Furthermore, almost all modules used in Japanese solar installations are manufactured right at home. Chujo said having nearly 90% of the country’s solar systems manufactured domestically will lead to a new and growing sector of the economy that Japan hopes will create thousands of well-paying jobs. Although, SEPA notes, severely limiting imports of less-expensive foreign technology makes the relative cost of solar higher than it might be otherwise.
But that isn’t exactly bad news. SEPA also predicts that the nation’s high retail residential electricity prices and new subsidies will make solar grid-parity reachable in the next decade. “Grid-parity means that the cost to produce alternative energy, such as solar power, equals the price of conventional utility power,” Chujo explained. “As conventional power becomes more expensive, there will be more diffusion of alternative energy use such as solar, and then we would reach that point.” However, she admited those factors are largely out of manufacturers’ hands. “What we can do is continue to increase the efficiency of the cells and modules so we can offer solar products at a reasonable cost, and thus contribute to reaching grid parity.”

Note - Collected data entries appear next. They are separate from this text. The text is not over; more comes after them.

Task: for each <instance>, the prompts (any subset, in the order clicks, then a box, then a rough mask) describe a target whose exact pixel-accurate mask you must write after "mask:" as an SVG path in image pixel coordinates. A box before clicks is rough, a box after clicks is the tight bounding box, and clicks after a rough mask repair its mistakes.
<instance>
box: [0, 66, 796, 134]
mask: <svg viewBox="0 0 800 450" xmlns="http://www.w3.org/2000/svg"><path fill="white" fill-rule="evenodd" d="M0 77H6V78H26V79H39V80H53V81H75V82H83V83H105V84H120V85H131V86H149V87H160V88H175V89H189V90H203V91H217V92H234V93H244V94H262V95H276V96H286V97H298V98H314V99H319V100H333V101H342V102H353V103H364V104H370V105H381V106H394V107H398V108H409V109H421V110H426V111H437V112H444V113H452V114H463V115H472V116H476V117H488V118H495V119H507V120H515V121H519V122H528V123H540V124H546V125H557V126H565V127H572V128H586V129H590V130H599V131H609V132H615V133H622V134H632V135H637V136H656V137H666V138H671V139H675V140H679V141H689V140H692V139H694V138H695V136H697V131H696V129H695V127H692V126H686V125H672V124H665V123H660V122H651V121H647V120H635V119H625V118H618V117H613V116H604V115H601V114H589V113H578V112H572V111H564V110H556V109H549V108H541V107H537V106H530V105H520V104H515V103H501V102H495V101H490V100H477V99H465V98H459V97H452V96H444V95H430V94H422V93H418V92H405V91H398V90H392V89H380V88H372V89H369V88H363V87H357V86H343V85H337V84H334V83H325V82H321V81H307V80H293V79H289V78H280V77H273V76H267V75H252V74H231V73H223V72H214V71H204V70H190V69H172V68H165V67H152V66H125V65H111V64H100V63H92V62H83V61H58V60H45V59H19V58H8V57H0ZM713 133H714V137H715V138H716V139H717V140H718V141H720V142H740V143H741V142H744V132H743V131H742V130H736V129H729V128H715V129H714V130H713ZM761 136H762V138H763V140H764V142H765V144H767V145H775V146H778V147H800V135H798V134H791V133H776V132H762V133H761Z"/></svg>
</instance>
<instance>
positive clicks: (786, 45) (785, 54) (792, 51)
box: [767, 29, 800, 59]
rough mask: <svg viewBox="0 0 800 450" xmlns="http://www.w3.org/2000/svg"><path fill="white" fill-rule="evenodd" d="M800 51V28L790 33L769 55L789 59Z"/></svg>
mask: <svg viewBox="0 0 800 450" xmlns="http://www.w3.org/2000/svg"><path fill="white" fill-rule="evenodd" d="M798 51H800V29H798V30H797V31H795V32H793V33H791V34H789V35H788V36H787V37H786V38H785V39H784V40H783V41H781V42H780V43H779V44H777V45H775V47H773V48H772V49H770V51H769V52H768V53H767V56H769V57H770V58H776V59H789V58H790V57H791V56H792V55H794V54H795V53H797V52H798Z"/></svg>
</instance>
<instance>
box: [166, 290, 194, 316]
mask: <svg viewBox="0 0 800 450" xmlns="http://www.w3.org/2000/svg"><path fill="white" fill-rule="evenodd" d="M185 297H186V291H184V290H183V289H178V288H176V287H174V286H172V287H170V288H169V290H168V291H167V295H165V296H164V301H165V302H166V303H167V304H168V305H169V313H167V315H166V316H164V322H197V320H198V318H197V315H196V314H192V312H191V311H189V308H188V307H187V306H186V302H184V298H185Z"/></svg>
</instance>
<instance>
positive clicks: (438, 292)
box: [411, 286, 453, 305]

Presently subsidies for residential systems are sufficient to steadily expand the Japanese market, noted Chujo. With national solar goals of 28,000 MW by 2020 (twenty times the current capacity) and 53,000 MW by 2030, Japan is aggressively pushing for solar development. SEPA explained that what drives this aggression are goals of regaining world market leadership, increaseing energy independence, and addressing global environmental goals of reducing greenhouse gas emissions. The U.S. shares similar goals, so can we learn something from the Japanese?
“It’s difficult to compare the situations of the U.S. and Japan,” Chujo admited. “The two countries’ basic energy self-sufficiency is so different. However, looking at places like Japan and Europe where the spread of solar power use has been successful, we see the support of the government. In the U.S. there are now various policies, such as tax credits and renewable portfolio standards. At the same time, there is growing concern for the environment, so we can expect demand for solar power will continue to expand.”